On Day Four, I set off to find Larry Harvey. We climb to a covered wooden platform and sit in the shade. Harvey, 51, wears his trademark Stetson hat. "Burning Man is about being and doing, not politics," he says with a quiet yet evangelical passion. "It keeps any social barrier in abeyance. How do you tell a dot-com millionaire from a starving artist if one is dressed as a chicken and the other painted green?" He sees Black Rock as a model Utopia that's also the physical embodiment of the Internet. As with the Web, artists can show their work to patrons without the middleman--so long as they make their money deals off-playa. The festival accepts no sponsors or advertising. I remember a saying by another communal leader, Chairman Mao: "Revolution is not an invitation to a party, but a thunderstorm," and I decide he was wrong.

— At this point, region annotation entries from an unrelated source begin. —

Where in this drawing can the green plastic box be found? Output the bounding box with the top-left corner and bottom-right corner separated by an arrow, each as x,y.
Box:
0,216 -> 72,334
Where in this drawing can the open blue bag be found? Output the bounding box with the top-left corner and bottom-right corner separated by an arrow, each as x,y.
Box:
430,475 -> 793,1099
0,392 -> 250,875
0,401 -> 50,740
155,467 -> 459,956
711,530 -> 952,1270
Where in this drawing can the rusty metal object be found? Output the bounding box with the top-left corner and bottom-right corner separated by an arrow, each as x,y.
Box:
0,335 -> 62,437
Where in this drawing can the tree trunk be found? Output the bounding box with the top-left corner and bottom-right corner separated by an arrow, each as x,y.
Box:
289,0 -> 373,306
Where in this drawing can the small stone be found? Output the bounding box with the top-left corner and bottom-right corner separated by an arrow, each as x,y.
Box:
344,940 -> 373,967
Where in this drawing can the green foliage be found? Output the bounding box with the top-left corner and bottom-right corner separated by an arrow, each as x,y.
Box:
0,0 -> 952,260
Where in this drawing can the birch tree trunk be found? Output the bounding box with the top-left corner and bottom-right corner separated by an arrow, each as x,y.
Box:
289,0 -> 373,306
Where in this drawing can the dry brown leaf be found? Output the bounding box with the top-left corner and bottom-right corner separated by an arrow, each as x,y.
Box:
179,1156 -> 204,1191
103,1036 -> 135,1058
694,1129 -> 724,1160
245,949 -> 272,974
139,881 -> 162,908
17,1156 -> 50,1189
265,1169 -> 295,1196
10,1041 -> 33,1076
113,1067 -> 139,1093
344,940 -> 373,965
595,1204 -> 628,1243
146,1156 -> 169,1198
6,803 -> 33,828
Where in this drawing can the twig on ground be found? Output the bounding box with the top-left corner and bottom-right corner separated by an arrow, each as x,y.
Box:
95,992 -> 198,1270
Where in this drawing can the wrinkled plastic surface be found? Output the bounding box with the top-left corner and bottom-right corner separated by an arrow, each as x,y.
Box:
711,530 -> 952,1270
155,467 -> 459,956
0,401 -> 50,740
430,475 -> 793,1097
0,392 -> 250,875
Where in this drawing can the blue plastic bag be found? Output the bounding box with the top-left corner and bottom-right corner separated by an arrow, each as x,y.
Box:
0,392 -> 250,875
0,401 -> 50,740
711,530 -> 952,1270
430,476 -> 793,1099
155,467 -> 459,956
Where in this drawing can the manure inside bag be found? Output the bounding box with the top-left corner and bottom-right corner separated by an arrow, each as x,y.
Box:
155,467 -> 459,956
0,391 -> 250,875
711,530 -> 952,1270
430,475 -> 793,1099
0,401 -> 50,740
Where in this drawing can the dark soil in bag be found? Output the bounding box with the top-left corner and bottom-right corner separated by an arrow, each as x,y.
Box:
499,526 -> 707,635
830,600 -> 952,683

Or maybe not. Later that day the rains come, and there are dust storms so thick you can't see your hand. Winds gust up to 110 kmh. Our camp's shade structure blows down, never to rise again. Temperatures plunge. It's too cold to wash in a camp shower, and even some of the brightest glitterati are starting to look unkempt.

Still, the day of the burn feels like New Year's Eve. There's palpable suspense. Small groups gather around the Man, waiting. "After the burn, people go nuts," a man on a bike tells me. "They start making love." True to the gestalt, the Man accidentally goes off a bit early, throwing off the schedules of 200 fire performers. There are fireworks, a laser light show, and an opera featuring body-painted, shivering performers joining a yoni and lingam. People cheer and dance in the glowing embers of neon tubing and wood. Then they head for the camps to continue the all-night party.

As Black Rock City vanishes, Chas and Ed rewind their videos, repack the truck, and head east. I catch a ride to Reno to await my flight and wander the casinos, watching the glazed eyes of casino gamblers as they feed quarters into machines. Maybe next year they should try Burning Man.